Simon Sinek, noted marketing guru and motivational speaker, discusses what he calls “The Golden Circle” in a TED talk. The outer circle is the what, the next circle was the how and the center or bullseye was the why.
“He made a point,” says author and visionary Bryon Easterling on a recent episode of New Era Explorers podcast on the Charisma Podcast Network. “He said most of us spend our lives operating out of our what and our how. And very few of us actually get to our why—why we actually do things.

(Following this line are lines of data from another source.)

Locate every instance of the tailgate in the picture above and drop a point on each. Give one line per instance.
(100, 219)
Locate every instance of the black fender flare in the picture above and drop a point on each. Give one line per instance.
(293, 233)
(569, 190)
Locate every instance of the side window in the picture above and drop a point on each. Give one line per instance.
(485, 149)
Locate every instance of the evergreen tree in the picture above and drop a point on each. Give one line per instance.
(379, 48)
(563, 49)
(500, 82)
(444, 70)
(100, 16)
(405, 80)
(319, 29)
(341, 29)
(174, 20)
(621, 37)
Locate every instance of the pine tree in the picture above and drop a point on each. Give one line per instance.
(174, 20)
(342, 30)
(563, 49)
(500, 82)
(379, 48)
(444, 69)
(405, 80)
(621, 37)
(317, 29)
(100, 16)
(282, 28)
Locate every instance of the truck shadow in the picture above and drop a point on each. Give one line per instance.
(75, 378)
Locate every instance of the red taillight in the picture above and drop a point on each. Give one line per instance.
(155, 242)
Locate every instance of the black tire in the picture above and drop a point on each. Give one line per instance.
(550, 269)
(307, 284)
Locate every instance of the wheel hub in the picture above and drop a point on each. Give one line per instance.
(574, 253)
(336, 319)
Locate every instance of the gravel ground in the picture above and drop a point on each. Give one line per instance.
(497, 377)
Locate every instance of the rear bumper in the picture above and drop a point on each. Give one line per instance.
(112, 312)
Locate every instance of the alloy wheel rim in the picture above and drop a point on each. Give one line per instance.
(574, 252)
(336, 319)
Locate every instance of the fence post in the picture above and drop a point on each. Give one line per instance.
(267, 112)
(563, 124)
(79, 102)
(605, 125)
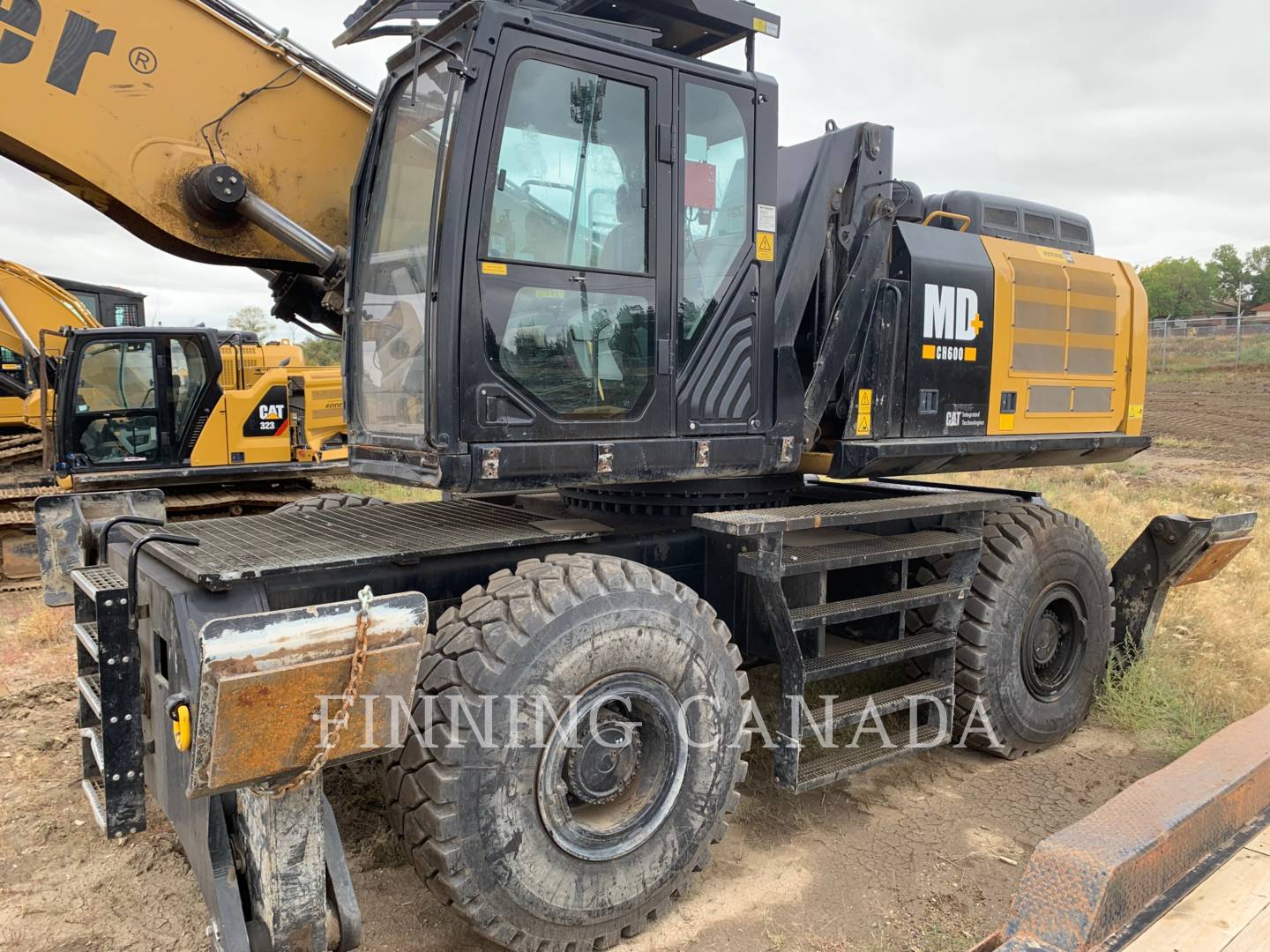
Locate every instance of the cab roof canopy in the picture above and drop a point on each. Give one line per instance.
(687, 26)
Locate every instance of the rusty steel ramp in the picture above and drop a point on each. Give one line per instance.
(1104, 882)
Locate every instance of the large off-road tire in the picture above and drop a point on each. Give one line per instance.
(326, 502)
(1036, 632)
(494, 829)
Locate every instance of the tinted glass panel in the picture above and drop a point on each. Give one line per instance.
(1074, 233)
(1001, 217)
(715, 205)
(117, 376)
(188, 378)
(392, 280)
(572, 181)
(1039, 225)
(583, 354)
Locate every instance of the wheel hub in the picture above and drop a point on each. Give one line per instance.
(603, 764)
(1048, 639)
(1054, 640)
(611, 770)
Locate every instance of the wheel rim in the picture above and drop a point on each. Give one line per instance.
(612, 767)
(1054, 640)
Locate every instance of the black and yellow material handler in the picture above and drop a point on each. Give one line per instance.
(224, 423)
(677, 381)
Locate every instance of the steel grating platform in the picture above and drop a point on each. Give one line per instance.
(259, 546)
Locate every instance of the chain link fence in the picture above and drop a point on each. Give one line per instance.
(1209, 343)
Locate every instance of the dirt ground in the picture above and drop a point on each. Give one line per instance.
(1223, 420)
(917, 857)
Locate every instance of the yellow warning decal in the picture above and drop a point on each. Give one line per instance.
(762, 26)
(863, 418)
(1056, 256)
(766, 242)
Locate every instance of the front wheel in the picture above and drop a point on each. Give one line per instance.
(1036, 634)
(587, 740)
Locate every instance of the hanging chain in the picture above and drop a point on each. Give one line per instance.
(340, 721)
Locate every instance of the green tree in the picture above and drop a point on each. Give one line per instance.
(1232, 280)
(253, 320)
(322, 353)
(1177, 287)
(1259, 273)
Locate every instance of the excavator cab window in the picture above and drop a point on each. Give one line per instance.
(571, 192)
(116, 413)
(190, 378)
(387, 335)
(716, 199)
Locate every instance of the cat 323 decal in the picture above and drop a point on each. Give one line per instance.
(272, 415)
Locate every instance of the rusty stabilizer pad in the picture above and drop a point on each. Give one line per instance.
(1093, 879)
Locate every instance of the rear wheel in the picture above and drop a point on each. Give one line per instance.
(572, 830)
(1036, 632)
(326, 502)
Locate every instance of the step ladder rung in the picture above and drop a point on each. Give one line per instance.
(841, 763)
(873, 606)
(95, 579)
(94, 790)
(90, 689)
(86, 635)
(94, 740)
(873, 550)
(863, 512)
(852, 711)
(859, 659)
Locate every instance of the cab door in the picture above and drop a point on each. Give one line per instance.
(135, 401)
(111, 414)
(574, 283)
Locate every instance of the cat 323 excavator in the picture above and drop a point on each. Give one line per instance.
(221, 421)
(676, 383)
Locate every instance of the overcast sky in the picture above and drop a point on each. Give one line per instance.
(1152, 117)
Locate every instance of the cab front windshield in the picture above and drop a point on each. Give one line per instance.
(387, 335)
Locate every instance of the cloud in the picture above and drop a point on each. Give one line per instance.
(1148, 117)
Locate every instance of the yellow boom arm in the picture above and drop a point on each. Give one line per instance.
(31, 303)
(120, 103)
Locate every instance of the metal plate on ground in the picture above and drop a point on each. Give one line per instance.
(259, 546)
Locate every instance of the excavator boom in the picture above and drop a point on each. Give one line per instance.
(121, 103)
(31, 303)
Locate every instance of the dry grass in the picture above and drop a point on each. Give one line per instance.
(36, 625)
(1209, 661)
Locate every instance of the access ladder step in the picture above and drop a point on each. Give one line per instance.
(868, 550)
(826, 516)
(852, 712)
(837, 764)
(86, 635)
(90, 689)
(93, 738)
(95, 579)
(871, 606)
(868, 657)
(95, 792)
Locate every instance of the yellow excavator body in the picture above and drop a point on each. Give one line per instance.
(150, 107)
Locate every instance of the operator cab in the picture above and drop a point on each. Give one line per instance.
(614, 294)
(135, 398)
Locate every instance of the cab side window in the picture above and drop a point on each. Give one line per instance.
(572, 172)
(716, 201)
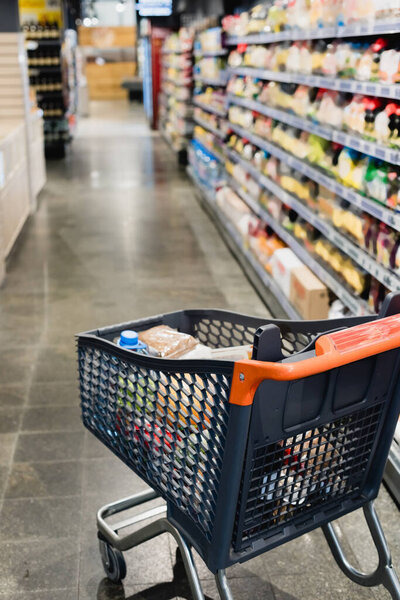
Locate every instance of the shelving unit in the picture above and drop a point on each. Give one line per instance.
(369, 205)
(360, 256)
(177, 128)
(356, 30)
(215, 82)
(324, 131)
(347, 245)
(205, 125)
(59, 111)
(208, 108)
(262, 281)
(202, 53)
(329, 83)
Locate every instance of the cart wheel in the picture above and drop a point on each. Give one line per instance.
(113, 562)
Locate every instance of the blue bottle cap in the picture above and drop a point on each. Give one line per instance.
(128, 338)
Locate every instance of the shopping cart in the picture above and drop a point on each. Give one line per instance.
(247, 455)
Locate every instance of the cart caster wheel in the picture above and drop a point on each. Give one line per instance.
(113, 562)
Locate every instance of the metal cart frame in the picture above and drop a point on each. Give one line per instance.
(286, 470)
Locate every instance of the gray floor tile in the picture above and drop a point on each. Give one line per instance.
(49, 446)
(3, 479)
(52, 418)
(10, 420)
(66, 594)
(44, 479)
(57, 364)
(109, 480)
(54, 393)
(24, 519)
(39, 565)
(16, 367)
(12, 396)
(250, 588)
(7, 446)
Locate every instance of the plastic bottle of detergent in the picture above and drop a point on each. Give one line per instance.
(129, 340)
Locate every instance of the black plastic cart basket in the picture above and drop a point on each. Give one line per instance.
(249, 454)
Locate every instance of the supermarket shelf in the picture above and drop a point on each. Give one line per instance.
(217, 132)
(185, 83)
(208, 108)
(177, 51)
(331, 83)
(46, 69)
(168, 140)
(382, 213)
(51, 42)
(201, 53)
(356, 30)
(262, 281)
(356, 305)
(217, 157)
(360, 256)
(220, 82)
(324, 131)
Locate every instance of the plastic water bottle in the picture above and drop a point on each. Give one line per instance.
(129, 340)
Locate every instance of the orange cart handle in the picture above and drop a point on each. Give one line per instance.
(332, 350)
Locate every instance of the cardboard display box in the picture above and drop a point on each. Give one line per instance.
(104, 81)
(308, 294)
(283, 262)
(107, 37)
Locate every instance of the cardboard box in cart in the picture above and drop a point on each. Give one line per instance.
(283, 262)
(308, 294)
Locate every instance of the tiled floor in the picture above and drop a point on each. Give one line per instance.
(118, 235)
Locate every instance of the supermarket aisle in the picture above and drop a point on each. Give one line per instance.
(118, 235)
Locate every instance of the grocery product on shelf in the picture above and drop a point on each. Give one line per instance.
(314, 201)
(176, 91)
(209, 42)
(376, 179)
(207, 168)
(53, 76)
(209, 93)
(209, 141)
(373, 119)
(212, 100)
(211, 121)
(299, 15)
(375, 62)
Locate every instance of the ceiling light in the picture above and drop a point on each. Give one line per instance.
(120, 6)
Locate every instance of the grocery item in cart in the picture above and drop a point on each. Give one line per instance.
(166, 342)
(129, 340)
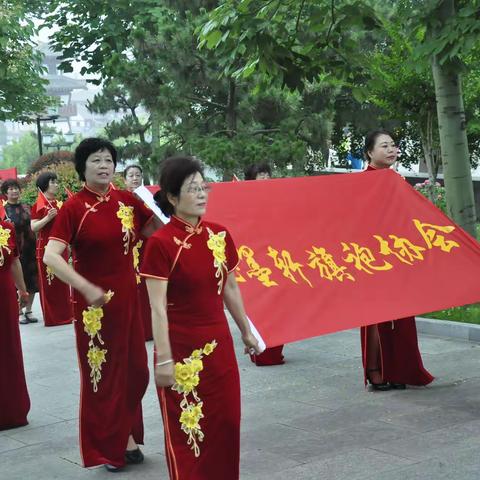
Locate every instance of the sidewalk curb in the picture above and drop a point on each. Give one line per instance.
(443, 328)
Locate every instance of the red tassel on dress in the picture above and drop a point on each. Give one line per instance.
(14, 399)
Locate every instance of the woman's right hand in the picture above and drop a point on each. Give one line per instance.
(165, 375)
(94, 295)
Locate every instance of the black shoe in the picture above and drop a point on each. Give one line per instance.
(30, 319)
(379, 387)
(398, 386)
(134, 456)
(112, 468)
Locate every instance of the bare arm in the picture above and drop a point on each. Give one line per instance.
(157, 293)
(37, 225)
(53, 258)
(234, 303)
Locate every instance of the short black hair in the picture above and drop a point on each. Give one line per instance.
(129, 168)
(86, 148)
(252, 171)
(43, 180)
(9, 182)
(370, 140)
(173, 172)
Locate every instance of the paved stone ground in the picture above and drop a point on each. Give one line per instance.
(310, 419)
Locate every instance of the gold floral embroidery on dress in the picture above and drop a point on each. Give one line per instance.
(96, 356)
(216, 243)
(136, 260)
(49, 274)
(125, 214)
(187, 378)
(183, 244)
(4, 238)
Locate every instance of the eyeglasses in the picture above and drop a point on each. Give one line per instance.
(204, 188)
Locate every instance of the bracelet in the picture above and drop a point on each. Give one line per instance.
(166, 362)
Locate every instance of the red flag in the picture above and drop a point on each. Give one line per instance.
(335, 252)
(68, 192)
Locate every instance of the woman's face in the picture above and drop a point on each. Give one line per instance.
(133, 179)
(52, 187)
(99, 169)
(192, 200)
(13, 194)
(384, 153)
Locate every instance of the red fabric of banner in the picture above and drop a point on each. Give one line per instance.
(328, 253)
(8, 173)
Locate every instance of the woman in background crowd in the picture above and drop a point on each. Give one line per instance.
(390, 354)
(272, 355)
(54, 294)
(133, 176)
(19, 215)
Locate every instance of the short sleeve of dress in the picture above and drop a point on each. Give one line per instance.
(231, 253)
(35, 213)
(65, 225)
(156, 260)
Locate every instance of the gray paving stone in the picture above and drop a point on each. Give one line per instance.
(309, 419)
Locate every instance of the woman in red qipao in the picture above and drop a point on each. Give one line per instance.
(55, 295)
(390, 354)
(102, 225)
(133, 176)
(271, 355)
(14, 399)
(189, 265)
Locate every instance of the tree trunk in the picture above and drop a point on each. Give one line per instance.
(453, 137)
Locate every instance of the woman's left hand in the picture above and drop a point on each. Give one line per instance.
(251, 344)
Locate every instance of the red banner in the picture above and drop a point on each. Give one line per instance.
(8, 173)
(323, 254)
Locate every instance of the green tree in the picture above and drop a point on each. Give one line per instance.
(21, 153)
(22, 90)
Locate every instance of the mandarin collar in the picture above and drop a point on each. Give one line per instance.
(101, 197)
(186, 226)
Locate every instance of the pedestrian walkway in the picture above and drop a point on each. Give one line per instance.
(308, 419)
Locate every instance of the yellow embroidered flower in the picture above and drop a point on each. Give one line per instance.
(136, 259)
(96, 358)
(4, 238)
(197, 353)
(49, 274)
(216, 243)
(92, 320)
(209, 347)
(197, 365)
(190, 417)
(125, 214)
(187, 378)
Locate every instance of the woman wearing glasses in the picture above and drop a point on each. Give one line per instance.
(189, 266)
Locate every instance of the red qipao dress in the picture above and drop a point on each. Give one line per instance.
(14, 399)
(102, 230)
(400, 359)
(55, 296)
(201, 412)
(145, 310)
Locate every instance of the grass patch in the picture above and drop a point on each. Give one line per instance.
(465, 314)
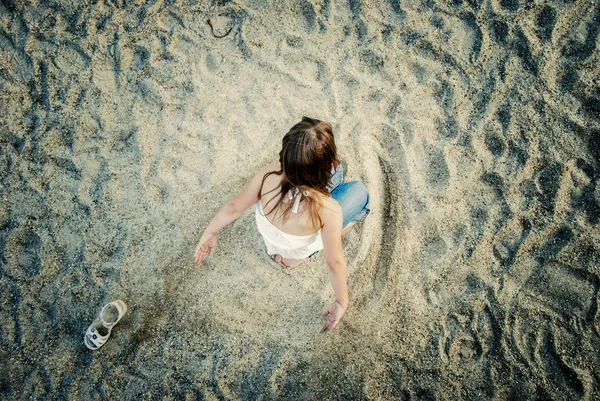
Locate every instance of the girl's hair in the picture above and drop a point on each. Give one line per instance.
(306, 159)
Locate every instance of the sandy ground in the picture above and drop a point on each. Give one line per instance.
(475, 125)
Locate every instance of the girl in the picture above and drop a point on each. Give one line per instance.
(301, 207)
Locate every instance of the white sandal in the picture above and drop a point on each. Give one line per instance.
(109, 316)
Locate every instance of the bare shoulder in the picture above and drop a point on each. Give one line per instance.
(270, 168)
(331, 209)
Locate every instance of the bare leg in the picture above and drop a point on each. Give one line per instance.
(347, 228)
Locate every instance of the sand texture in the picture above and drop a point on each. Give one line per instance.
(475, 125)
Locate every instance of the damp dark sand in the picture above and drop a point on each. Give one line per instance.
(475, 125)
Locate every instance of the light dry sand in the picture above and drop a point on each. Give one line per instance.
(475, 125)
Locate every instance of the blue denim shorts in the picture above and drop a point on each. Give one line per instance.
(352, 196)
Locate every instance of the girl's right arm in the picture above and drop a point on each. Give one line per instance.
(232, 209)
(334, 256)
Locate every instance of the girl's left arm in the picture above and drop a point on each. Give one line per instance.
(232, 209)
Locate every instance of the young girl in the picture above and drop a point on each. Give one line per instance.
(301, 207)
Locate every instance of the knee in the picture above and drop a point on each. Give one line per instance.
(359, 191)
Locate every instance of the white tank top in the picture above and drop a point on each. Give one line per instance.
(287, 245)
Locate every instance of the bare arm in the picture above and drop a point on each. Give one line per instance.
(232, 209)
(336, 263)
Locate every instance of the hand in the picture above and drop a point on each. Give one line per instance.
(206, 246)
(333, 313)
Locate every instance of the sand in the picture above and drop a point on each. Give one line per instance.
(474, 124)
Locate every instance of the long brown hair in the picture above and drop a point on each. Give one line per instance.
(306, 159)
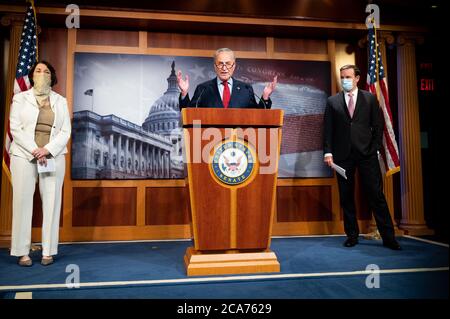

Sinek approached this concept from a marketing background, but the concept of “why” intrigued Easterling, and he worked with a pastor and life coach to help him determine his own why. “By the time it was all said done for me … It was so clear, once I got there. I want to live out of heartfelt, life-giving moments. I want to connect people and myself into heartfelt, life-giving moments. And everything I’ve ever done in life that has meant something to me has been through that,” Easterling says.
But knowing his why doesn’t change his commission, or what God has called him to do, Easterling says. “It takes the function of my commission and places it second. It places it as a part of it. … People always say we’re human beings, not human doings; and I’m going, ‘No, we are both.’ We are both human beings and human doings; it’s just where you start.”
Knowing his why, Easterling says, has “created a way for me to start as a human being, as a part of my internal person, how God has created me at the core of my being. It makes me unique.”